4

I don't understand why the below two gam models produce different results. The only difference is in one of the models I added the namespace specifier gam:: before the functions gam and s.

I want to do this because I am exploring the differences between running the gam function in the gam package and in the mgcv package.

library(ISLR)  
library(gam) 
gam.m3 <- gam::gam(wage ~ gam::s(year,4) + gam::s(age,5) + education,data=Wage) 
gam.m3.orig <- gam(wage ~ s(year,4) + s(age,5) + education, data=Wage)

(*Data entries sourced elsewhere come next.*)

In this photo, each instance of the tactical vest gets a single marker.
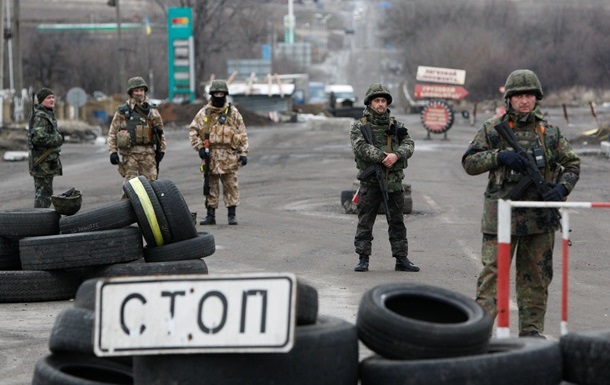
(138, 130)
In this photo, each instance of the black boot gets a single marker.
(232, 216)
(363, 263)
(210, 219)
(403, 264)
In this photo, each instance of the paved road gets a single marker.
(291, 221)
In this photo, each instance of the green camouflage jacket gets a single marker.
(562, 166)
(44, 135)
(367, 154)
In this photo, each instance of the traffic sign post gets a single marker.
(181, 54)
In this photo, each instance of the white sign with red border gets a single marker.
(441, 75)
(245, 313)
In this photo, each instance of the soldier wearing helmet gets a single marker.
(533, 230)
(136, 141)
(225, 150)
(380, 142)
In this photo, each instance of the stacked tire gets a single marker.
(422, 334)
(45, 256)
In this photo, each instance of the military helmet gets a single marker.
(134, 83)
(67, 205)
(522, 81)
(219, 86)
(377, 90)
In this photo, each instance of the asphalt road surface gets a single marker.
(291, 220)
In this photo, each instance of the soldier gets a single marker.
(228, 149)
(136, 134)
(45, 142)
(390, 148)
(532, 232)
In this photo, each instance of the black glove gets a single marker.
(556, 194)
(512, 160)
(114, 158)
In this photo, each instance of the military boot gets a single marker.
(403, 264)
(210, 218)
(232, 217)
(363, 263)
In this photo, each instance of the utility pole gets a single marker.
(120, 58)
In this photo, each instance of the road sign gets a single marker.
(183, 314)
(440, 75)
(77, 97)
(437, 117)
(440, 91)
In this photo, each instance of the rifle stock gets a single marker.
(378, 169)
(532, 175)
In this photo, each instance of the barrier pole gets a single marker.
(565, 246)
(503, 274)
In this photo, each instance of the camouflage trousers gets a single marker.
(533, 256)
(230, 190)
(43, 186)
(369, 202)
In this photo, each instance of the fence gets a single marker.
(504, 257)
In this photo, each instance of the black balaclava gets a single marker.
(219, 101)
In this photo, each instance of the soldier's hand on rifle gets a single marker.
(114, 158)
(556, 194)
(512, 160)
(390, 159)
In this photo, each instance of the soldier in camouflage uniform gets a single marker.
(532, 231)
(45, 142)
(391, 148)
(136, 134)
(228, 149)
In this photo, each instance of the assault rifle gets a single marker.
(206, 167)
(532, 176)
(377, 169)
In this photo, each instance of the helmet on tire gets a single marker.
(376, 90)
(219, 86)
(522, 81)
(67, 204)
(134, 83)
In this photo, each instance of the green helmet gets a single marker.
(134, 83)
(219, 86)
(376, 90)
(67, 205)
(522, 81)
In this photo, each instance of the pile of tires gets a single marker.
(45, 256)
(352, 208)
(325, 351)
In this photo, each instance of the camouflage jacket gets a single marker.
(228, 137)
(562, 165)
(119, 122)
(43, 135)
(368, 154)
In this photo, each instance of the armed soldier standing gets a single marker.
(136, 134)
(45, 142)
(388, 147)
(228, 149)
(532, 231)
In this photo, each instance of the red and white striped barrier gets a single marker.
(504, 219)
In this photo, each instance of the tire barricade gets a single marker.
(45, 256)
(419, 335)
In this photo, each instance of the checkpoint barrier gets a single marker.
(504, 257)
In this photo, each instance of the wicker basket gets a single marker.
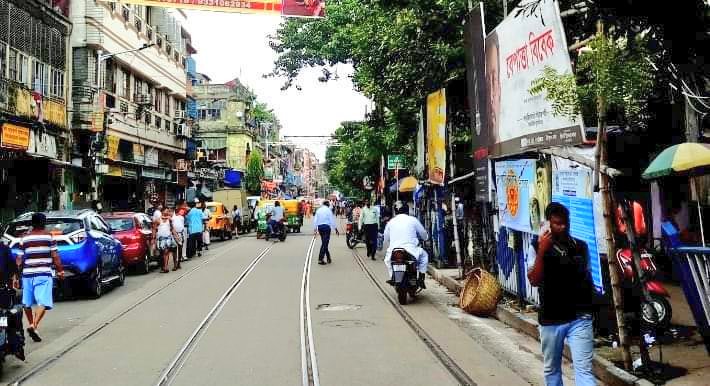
(481, 293)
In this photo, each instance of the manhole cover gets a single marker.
(338, 307)
(347, 323)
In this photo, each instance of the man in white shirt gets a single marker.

#Coefficients are different
coef(gam.m3)[1]; coef(gam.m3.orig)[1] 

#Models are different
gam.m3$df.residual; gam.m3.orig$df.residual

Here is the output. It seems like the coefficients and degrees of freedom should not be different; in fact the two models should be exactly the same. But, they are different and I don't understand why. Any suggestions welcome, I'm kind of at a loss right now.

> library(ISLR)  
> library(gam) 
Loading required package: splines
Loading required package: foreach
Loaded gam 1.16

> gam.m3 <- gam::gam(wage ~ gam::s(year,4) + gam::s(age,5) + education,        data=Wage) 
Warning message:
In model.matrix.default(mt, mf, contrasts) :
  non-list contrasts argument ignored
> gam.m3.orig <- gam(wage ~ s(year,4) + s(age,5) + education, data=Wage)
Warning message:
In model.matrix.default(mt, mf, contrasts) :
  non-list contrasts argument ignored
> 
> #Coefficients are different
> coef(gam.m3)[1]; coef(gam.m3.orig)[1] 
(Intercept) 
  -2058.077 
(Intercept) 
  -2339.364 
> 
> #Models are different
> gam.m3$df.residual; gam.m3.orig$df.residual
[1] 2993
[1] 2986
TimW
  • 65
  • 5

1 Answers1

3

gam calls gam.fit and gam.fit has specific code for handling smoothers. This code only works correctly, if the model.frame's "terms" attribute has them correctly specified in its "specials" attribute. Otherwise, the smoothers are handled like any other function, which apparently gives a different result. If you want to know how exactly the smoothers are handled differently, you'll need to study the source code of gam.fit in detail.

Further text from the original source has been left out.